Fire Punch is unrelentingly bleak. Few of its characters could be described as good people; they're all capable of horrific, detached brutality. In its frozen wasteland apocalypse, people are enslaved, abused and tortured with a disturbing lack of malice. That dispassionate approach and the art's lack of prurient interest in the specifics save the manga from descending into outright pornography, but it also leaves a deep nihilistic streak running through every one of its characters.

By comparison, the characters in Chainsaw Man are distressingly human in their desires and actions. Denji's dream life is shallow and cheap, but that clear, simple goal, however selfish and juvenile, drives every action he takes; his naivete stands in stark contrast to most of the other characters. Aki's dreams are just as selfish as Denji's, even if he dresses them up in lofty terms, but at least Denji is willing to admit what he's really chasing after.

(It's also worth pointing out that while the other characters are driven mostly by fear or hatred, Denji is coming from a place where he had nothing and is chasing hope for something more from life.)

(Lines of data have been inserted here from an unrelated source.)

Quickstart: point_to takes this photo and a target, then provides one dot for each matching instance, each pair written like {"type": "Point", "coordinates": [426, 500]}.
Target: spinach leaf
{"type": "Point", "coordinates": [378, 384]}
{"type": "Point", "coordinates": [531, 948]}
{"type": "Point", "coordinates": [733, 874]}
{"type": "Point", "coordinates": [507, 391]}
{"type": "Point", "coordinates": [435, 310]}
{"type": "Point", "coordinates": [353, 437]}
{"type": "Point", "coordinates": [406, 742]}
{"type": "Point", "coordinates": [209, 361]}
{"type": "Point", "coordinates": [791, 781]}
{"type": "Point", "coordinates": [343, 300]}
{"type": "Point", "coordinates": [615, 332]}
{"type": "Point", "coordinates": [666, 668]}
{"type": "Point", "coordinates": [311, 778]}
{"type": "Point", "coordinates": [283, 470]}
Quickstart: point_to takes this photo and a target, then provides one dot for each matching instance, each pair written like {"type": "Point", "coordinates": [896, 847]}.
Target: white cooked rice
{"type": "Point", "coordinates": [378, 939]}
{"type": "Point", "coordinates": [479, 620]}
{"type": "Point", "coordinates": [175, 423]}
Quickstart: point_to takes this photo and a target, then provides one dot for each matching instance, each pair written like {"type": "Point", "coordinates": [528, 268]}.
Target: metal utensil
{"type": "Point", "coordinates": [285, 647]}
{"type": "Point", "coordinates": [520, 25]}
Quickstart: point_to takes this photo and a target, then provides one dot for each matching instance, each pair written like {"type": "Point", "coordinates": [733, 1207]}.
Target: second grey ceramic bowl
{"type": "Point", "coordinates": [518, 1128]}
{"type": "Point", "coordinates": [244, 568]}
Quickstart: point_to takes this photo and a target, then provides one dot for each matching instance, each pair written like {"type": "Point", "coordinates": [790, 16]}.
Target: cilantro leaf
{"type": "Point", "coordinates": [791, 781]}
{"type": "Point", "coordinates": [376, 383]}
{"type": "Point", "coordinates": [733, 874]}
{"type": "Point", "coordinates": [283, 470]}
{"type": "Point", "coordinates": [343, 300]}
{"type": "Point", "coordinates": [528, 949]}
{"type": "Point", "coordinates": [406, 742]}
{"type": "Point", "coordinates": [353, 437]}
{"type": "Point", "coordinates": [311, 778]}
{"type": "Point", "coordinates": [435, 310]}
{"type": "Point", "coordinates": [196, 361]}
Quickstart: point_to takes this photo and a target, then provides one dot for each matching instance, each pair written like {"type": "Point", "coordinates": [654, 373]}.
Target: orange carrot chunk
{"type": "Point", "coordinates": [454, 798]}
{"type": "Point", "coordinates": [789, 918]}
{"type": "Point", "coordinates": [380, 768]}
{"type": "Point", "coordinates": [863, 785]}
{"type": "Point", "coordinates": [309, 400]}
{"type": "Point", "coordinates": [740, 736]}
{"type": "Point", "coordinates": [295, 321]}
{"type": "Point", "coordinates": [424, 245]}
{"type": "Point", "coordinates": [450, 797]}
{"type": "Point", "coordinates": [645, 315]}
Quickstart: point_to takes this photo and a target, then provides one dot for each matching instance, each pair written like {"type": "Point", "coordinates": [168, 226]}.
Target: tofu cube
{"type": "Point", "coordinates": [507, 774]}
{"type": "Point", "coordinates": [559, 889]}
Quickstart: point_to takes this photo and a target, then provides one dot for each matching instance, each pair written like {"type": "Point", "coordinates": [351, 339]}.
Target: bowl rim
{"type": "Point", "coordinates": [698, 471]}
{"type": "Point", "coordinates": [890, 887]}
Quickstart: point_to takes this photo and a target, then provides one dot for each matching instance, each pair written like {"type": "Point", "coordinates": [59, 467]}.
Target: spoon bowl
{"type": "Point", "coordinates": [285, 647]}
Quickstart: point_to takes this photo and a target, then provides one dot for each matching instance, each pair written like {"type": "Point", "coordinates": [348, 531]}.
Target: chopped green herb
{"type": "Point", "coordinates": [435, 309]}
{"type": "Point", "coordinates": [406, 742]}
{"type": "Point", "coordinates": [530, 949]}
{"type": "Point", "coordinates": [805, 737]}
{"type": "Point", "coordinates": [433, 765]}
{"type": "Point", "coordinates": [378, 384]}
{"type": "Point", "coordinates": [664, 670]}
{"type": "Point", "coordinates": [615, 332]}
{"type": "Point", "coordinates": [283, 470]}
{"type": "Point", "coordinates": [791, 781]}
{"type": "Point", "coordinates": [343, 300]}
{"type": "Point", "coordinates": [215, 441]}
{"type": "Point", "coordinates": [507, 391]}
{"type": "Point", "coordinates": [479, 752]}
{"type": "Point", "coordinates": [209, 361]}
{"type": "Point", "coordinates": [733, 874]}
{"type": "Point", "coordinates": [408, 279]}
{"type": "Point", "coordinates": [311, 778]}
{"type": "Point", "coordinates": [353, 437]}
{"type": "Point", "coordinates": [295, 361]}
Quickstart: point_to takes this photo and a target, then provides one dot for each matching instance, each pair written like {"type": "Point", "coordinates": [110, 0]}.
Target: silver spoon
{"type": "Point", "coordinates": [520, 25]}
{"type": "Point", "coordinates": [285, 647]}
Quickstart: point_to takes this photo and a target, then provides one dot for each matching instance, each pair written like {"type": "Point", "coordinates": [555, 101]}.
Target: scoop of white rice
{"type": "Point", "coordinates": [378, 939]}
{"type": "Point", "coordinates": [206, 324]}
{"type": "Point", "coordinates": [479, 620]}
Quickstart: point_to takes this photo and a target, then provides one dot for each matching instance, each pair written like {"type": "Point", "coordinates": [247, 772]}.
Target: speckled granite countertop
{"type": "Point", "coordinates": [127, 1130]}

So while it might share its predecessor's penchant for horrific, bloody violence, the existence of humans (ish) with fantastical superpowers, and a single-minded protagonist drawn accidentally into a conflict larger than he realises, because their motives are easy to understand, even the worst devils in Chainsaw Man feel more human than anyone in Fire Punch, and it's much easier to root for their success, lament their failures, and mourn their passing.